Last weekend, Koby Soto’s boyfriend broke up with him over the phone.
If that wasn’t bad enough, he went to check his Fitbit later in the day and found that the app had recorded his changes in heart rate from the point of being dumped right up until crying on a friend’s shoulder about it.
“I wasn’t doing anything, I didn’t go to the gym, I didn’t expect the Fitbit to even track me,” he told BuzzFeed News. “It was just on me.”
The 28-year-old Tel Aviv University law student has had a Fitbit Charge HR for about five months now. He usually only checks the gadget after a workout, but on the day he was dumped, his resting heart rate went from 72 beats per minute to 88 and then kept rocketing up:
“I feel like it’s nice to have a log of your confirmation of what you felt. You can tell people you have heartbreak and you feel bad,” Soto said. “People become less cynical once you show them the numbers or once you show the data or graphs. Everyone understands heartbreak, right? Everyone’s felt it. When you have this, it’s interesting — you have something to show.”

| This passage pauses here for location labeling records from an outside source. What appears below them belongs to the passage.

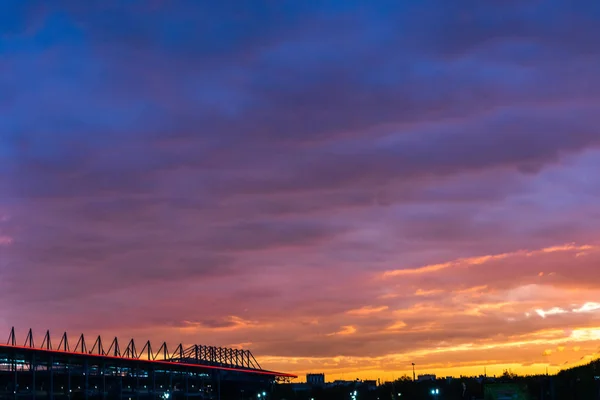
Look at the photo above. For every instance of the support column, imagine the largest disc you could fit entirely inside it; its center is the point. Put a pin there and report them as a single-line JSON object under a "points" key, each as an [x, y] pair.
{"points": [[15, 377], [86, 374], [187, 385], [103, 373], [137, 383], [32, 368], [219, 384], [153, 383]]}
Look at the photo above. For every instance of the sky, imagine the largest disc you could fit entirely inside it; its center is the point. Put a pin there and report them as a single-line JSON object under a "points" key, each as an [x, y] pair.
{"points": [[340, 186]]}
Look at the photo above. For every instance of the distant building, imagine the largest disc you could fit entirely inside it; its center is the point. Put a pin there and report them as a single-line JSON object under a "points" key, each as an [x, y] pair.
{"points": [[426, 377], [315, 379]]}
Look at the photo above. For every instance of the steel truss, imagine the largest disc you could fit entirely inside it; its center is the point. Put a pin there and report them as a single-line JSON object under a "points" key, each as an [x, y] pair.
{"points": [[195, 354]]}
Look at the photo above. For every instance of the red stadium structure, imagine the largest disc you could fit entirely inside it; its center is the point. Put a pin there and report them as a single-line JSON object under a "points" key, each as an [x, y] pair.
{"points": [[28, 371]]}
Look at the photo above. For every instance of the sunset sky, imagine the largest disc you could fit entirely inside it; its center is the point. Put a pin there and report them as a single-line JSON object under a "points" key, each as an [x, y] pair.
{"points": [[342, 187]]}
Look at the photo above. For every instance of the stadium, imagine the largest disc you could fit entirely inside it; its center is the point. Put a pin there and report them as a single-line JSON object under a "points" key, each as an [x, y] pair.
{"points": [[108, 371]]}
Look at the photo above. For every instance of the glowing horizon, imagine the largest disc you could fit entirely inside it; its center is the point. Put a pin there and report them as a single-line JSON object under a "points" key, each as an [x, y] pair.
{"points": [[340, 188]]}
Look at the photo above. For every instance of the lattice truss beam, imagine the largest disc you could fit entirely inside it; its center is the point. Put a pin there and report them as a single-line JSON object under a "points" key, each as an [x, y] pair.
{"points": [[195, 354]]}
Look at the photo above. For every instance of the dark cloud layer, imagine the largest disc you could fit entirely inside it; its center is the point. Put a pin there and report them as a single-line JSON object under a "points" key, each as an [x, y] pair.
{"points": [[262, 165]]}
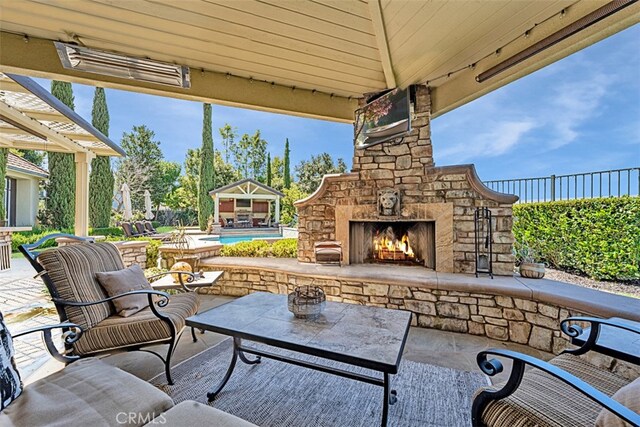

It’s incredible that this registered as an hour-and-a-half of enough of an elevated heart rate to shoot past what you’d achieve normally with cardio. Ninety minutes of “fat burn” time definitely justifies eating a pint of rocky road when you’re heartsick.
So not only can Fitbit track your steps, tell you if you’ve developed rhabdo, and pause Netflix for you when you fall asleep, but it’s also gonna keep track of your unsuccessful relationships… with charts and graphs. Ouch.